The deterministic-first agent benchmark. Execution-verified completion. Process-quality grading. Configuration-space diagnostics. The first agent benchmark that measures the configuration, not just the model.

Python 3.12+ License: MIT Tests: 107 Tasks: 40 HF Dataset


                        ╔══════════════════════════════════════════╗
                        ║              C L A W B E N C H           ║
                        ║                                          ║
                        ║   deterministic │ reliable │ diagnostic  ║
                        ╚══════════════════════════════════════════╝


Why this benchmark matters

Every agent benchmark shipping today treats the model as the variable and the agent as an opaque black box. Recent evidence inverts this: on realistic software-engineering tasks, swapping scaffolds produces score swings that are an order of magnitude larger than swapping frontier models on the same scaffold. The same Claude Sonnet beats Claude Opus when wrapped in better tooling. The configuration is the product, not the model.

ClawBench is built on the observation that if the configuration drives 10×+ more variance than the model, the benchmark should measure it. No other agent benchmark does.

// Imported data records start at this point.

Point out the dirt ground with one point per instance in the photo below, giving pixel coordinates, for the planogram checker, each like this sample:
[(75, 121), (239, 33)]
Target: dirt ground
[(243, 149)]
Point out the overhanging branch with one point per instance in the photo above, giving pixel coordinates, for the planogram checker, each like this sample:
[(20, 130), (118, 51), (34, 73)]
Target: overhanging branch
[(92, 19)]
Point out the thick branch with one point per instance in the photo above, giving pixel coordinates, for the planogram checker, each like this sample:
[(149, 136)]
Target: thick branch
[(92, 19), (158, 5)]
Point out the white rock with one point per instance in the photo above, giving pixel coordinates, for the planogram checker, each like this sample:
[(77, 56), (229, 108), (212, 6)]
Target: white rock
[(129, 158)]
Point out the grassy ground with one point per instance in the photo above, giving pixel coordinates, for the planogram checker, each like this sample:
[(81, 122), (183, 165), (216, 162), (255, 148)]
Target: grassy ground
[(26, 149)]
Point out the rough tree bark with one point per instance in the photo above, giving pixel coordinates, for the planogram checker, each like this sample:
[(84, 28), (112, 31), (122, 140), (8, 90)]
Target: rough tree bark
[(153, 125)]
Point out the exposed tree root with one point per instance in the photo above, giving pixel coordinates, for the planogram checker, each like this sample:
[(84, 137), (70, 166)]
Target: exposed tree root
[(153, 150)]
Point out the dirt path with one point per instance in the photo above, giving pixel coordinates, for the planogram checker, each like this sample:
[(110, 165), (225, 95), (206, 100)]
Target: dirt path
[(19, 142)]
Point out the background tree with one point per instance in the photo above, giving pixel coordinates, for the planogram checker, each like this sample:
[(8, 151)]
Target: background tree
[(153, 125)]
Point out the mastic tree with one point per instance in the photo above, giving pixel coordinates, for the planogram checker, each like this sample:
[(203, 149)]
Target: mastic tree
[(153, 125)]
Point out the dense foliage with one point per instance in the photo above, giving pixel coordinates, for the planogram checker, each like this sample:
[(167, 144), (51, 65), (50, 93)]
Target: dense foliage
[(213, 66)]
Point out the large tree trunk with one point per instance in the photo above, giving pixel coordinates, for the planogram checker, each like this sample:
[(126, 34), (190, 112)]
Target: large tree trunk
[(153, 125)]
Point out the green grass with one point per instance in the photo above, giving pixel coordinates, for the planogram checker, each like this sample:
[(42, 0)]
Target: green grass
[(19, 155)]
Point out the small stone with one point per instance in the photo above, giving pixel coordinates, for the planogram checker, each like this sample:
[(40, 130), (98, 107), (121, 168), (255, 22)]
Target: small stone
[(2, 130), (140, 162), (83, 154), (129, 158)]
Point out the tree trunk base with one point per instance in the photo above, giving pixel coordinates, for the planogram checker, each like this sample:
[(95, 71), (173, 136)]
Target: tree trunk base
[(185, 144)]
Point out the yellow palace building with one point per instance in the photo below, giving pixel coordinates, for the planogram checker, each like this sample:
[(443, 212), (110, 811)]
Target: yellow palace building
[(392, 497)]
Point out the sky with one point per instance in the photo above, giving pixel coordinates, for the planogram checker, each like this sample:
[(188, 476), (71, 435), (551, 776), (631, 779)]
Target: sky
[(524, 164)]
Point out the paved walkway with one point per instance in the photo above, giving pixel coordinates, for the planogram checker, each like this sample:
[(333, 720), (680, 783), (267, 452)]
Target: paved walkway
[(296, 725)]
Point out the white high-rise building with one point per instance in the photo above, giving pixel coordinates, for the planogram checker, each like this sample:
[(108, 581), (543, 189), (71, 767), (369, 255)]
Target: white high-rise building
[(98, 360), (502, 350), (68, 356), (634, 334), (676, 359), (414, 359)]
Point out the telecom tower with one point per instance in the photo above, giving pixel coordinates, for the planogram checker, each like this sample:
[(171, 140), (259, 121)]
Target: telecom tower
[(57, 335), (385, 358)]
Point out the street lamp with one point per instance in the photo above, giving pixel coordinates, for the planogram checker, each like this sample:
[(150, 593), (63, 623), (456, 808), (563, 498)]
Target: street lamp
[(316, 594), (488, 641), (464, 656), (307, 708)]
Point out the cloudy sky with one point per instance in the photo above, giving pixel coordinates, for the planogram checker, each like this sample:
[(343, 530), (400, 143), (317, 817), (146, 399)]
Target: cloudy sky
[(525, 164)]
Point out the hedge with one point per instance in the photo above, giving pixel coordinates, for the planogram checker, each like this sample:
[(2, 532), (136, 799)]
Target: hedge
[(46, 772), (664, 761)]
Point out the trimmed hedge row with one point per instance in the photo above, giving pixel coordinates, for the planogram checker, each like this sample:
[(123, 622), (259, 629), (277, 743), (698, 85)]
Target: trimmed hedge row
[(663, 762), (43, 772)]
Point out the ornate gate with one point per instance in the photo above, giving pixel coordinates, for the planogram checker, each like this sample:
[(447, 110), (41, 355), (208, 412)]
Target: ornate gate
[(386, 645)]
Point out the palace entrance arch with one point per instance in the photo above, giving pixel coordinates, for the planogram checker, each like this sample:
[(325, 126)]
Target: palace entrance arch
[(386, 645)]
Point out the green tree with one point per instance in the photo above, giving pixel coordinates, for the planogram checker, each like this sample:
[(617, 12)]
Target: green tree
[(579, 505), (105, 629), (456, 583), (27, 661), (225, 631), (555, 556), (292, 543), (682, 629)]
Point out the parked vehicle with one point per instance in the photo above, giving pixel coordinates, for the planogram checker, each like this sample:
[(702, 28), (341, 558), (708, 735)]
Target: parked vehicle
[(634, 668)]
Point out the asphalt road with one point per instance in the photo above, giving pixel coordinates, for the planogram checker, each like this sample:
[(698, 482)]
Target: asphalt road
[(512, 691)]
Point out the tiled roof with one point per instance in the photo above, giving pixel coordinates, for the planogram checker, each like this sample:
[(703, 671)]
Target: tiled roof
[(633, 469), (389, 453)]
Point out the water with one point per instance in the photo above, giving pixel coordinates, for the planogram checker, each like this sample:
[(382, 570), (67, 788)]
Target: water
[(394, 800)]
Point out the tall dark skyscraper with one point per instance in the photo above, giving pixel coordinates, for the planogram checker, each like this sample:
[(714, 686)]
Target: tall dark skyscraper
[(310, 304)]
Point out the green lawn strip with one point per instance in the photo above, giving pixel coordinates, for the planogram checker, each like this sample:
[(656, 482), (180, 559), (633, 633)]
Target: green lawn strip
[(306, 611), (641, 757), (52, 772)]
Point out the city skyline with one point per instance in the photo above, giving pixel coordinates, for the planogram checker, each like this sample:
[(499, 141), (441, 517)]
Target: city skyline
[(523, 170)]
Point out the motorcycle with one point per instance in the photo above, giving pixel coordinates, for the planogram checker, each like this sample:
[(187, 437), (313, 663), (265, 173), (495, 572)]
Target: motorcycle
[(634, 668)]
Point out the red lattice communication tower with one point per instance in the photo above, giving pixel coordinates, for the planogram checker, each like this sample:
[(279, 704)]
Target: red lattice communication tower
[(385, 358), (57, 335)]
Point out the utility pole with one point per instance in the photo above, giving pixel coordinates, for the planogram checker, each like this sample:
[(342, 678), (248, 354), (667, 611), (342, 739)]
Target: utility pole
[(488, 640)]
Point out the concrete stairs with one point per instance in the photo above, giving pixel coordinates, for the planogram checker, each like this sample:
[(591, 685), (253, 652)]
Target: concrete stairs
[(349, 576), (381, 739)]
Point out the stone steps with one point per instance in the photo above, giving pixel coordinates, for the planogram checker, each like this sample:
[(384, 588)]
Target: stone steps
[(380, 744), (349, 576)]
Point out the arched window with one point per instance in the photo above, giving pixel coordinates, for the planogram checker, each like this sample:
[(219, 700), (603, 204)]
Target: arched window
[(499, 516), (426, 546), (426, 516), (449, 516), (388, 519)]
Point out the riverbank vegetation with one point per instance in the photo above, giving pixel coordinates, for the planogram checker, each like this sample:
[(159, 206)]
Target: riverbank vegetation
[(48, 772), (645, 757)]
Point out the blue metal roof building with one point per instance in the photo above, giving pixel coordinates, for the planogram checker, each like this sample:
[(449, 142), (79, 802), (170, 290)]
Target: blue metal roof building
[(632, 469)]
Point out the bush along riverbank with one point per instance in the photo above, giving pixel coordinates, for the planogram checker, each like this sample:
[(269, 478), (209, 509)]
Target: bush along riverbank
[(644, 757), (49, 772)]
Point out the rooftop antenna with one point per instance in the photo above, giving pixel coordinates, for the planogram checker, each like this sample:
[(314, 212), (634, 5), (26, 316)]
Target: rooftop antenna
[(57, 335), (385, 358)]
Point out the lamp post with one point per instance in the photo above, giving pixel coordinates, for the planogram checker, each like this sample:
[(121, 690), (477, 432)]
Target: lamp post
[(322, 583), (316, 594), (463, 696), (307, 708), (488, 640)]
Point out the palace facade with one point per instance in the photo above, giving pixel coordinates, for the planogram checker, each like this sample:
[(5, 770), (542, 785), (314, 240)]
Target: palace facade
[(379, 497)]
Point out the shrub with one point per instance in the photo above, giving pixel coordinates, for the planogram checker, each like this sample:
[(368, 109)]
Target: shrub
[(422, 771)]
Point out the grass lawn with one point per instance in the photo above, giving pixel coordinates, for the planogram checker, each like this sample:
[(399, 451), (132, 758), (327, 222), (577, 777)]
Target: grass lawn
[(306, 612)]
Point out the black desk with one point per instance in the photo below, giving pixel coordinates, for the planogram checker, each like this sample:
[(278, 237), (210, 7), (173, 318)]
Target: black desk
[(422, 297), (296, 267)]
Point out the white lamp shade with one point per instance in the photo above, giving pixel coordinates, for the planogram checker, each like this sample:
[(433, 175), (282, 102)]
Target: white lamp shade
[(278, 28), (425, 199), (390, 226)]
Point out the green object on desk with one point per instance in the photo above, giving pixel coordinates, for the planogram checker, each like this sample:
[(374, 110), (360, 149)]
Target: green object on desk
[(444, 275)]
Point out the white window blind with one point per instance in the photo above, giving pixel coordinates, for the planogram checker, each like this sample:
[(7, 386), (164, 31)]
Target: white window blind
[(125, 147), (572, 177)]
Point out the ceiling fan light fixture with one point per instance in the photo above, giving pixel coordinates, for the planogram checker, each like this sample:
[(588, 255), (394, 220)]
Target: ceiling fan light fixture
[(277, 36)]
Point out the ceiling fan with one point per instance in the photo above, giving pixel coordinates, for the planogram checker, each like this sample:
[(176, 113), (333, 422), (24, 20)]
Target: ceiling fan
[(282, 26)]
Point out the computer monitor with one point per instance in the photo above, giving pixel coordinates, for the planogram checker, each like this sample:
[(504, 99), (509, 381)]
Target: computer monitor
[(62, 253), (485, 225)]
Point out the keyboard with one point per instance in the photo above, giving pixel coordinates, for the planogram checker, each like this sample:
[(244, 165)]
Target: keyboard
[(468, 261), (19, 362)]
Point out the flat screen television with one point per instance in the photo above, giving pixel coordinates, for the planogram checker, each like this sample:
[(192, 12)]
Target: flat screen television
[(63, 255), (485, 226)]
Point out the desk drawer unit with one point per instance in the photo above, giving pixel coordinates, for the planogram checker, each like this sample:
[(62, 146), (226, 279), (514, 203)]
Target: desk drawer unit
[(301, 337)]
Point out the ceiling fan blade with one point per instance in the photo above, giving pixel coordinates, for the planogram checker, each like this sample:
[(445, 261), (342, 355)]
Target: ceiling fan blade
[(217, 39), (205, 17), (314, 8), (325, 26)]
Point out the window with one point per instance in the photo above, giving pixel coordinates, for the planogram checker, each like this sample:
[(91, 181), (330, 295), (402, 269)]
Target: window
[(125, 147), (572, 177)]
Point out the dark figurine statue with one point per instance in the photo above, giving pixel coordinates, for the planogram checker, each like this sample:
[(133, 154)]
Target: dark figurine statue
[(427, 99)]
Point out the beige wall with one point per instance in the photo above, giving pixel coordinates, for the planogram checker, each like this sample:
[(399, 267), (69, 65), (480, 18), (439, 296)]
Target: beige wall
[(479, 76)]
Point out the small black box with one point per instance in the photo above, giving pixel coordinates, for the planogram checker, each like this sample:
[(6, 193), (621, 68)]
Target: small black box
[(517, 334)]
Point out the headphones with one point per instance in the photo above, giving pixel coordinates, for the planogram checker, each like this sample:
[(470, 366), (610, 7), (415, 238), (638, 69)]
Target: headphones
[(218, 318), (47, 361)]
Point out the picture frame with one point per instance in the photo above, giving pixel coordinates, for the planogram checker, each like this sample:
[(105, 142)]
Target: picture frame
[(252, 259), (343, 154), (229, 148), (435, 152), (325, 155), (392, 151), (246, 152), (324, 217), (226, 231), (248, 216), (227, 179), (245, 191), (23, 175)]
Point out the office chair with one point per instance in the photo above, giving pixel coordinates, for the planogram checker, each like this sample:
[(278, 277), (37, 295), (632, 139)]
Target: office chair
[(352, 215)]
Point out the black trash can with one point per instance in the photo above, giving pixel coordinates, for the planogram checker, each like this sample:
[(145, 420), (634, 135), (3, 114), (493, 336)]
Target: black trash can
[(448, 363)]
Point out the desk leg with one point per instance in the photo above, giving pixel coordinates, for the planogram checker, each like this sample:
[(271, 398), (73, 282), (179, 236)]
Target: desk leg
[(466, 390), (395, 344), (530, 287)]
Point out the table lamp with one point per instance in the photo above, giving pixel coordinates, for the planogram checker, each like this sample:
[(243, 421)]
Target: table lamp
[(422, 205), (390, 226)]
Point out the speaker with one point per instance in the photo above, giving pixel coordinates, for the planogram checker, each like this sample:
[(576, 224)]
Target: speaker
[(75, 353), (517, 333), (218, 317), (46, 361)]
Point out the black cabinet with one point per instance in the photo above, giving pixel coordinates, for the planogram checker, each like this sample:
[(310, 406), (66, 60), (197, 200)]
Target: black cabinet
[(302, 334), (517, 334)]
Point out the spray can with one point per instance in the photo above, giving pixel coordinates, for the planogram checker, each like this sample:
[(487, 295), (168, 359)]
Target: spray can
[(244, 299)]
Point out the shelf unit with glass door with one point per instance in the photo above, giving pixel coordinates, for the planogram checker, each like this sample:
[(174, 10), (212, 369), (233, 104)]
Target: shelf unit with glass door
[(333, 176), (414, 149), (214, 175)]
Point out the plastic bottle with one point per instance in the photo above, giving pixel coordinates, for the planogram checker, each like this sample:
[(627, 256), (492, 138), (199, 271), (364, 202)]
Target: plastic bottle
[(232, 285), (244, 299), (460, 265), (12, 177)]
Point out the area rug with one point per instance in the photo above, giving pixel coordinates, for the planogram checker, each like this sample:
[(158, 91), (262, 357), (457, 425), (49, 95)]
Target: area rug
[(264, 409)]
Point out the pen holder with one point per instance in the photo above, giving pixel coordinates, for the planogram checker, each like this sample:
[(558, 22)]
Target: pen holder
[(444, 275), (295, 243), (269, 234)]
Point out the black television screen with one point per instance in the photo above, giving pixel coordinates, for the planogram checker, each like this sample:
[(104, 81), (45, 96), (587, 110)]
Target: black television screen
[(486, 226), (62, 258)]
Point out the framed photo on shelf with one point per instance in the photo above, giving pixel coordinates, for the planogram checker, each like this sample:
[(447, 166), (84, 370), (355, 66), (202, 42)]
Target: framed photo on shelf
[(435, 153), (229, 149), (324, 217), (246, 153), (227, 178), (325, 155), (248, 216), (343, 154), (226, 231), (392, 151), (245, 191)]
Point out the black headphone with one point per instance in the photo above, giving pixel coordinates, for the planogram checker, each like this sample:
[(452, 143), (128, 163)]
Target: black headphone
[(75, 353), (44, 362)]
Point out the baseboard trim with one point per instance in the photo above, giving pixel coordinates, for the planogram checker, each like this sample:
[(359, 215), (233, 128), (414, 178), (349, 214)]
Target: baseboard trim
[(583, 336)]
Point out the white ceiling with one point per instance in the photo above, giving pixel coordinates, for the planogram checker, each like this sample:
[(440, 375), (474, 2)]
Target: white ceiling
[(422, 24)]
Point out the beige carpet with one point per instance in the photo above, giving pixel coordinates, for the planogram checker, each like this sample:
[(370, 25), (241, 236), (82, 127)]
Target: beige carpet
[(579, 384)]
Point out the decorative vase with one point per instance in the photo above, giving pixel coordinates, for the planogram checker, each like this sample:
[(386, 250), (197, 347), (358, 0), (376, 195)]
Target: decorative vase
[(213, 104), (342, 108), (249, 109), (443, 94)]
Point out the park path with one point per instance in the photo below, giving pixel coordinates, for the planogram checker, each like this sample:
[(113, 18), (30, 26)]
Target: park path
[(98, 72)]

What ClawBench does What other benchmarks do
  • Deterministic-first: pass/fail by pytest, exit codes, exact JSON equality, DOM state assertions, network-trace checks
  • LLM judge is gated: capped at 10% and only contributes when deterministic floor is met
  • Reliability as a first-class stat: pass@1, pass_rate, pass^k, worst_of_n, Taguchi S/N, bootstrap CIs
  • Process quality grading: read-before-write, self-verification, recovery after failure, tool-family fit, safety-rule violations
  • Configuration-space diagnostics: fingerprint every plugin config, predict scores before running, explain surprises with evidence
  • Failure taxonomy: 13 deterministic failure modes surfaced per run, not hidden in logs
  • Pass rate + LLM judge in the primary path
  • Single-number leaderboard, one run per task
  • No distinction between a clean pass and a flaky pass
  • Transcript-only scoring ("looks done" heuristics)
  • All tasks public — high overfitting pressure
  • Failure reported as a binary
  • No visibility into why a configuration performed the way it did

Table of contents


Architecture

flowchart TB
    subgraph input ["Submission"]
        P["profile.yaml<br/><sub>base_model + plugins + slots + tools_allow</sub>"]
    end

    subgraph harness ["Benchmark Harness"]
        T["Task Loader<br/><sub>40 tasks × 5 tiers</sub>"]
        W["Isolated Workspace<br/><sub>per-task asset packs</sub>"]
        G["OpenClaw Gateway<br/><sub>agent session, tool calls</sub>"]
        C["Completion Verifier<br/><sub>pytest, exec checks,<br/>file/memory/cron/gateway</sub>"]
        TR["Trajectory Analyzer<br/><sub>tool families, read-before-write,<br/>recovery, safety</sub>"]
        B["Behavior Analyzer<br/><sub>plan, progress, blocker,<br/>refusal, destructive cmd</sub>"]
        J["Judge<br/><sub>optional, gated at 10%</sub>"]
    end

    subgraph score ["Score Layer"]
        RS["combine_run_score<br/><sub>0.4·comp + 0.3·traj +<br/>0.2·beh + [0.1·judge]</sub>"]
        FM["Failure Taxonomy<br/><sub>13 modes, deterministic</sub>"]
        REL["Reliability Stats<br/><sub>pass@1, pass^k,<br/>worst_of_n, Taguchi S/N</sub>"]
    end

    subgraph v05 ["v0.5 Configuration Diagnostic"]
        FP["Profile Fingerprint<br/><sub>capability  hooks <br/>tool families  slots</sub>"]
        KNN["k-NN Prediction<br/><sub>Jaccard composite distance</sub>"]
        FAN["fANOVA<br/><sub>RF surrogate or lite</sub>"]
        UT["Utilization Audit<br/><sub>per-plugin invocation counts</sub>"]
        REC["Recommendations<br/><sub>evidence-backed profile changes</sub>"]
        INS["Insights Publisher<br/><sub>leaderboard, gaps, calibration</sub>"]
    end

    subgraph output ["Output"]
        REP["Diagnostic Report<br/><sub>markdown or JSON</sub>"]
        DB[("Historical DB<br/><sub>9-column parquet</sub>")]
        HF[("HF Dataset<br/><sub>public submissions</sub>")]
    end

    P --> T
    T --> W --> G
    G --> C
    G --> TR
    G --> B
    G --> J
    C --> RS
    TR --> RS
    B --> RS
    J --> RS
    RS --> REL
    RS --> FM
    RS --> v05
    P --> FP
    FP --> KNN --> REC
    DB --> KNN
    DB --> FAN --> INS
    DB --> UT --> REC
    KNN --> REP
    FAN --> REP
    UT --> REP
    REC --> REP
    REP --> DB
    REP --> HF

The three-layer scoring model

ClawBench separates whether the work got done from how it got done from how good the semantic residue is. These three layers are never collapsed before reporting:

Layer A — Core Deterministic (primary leaderboard)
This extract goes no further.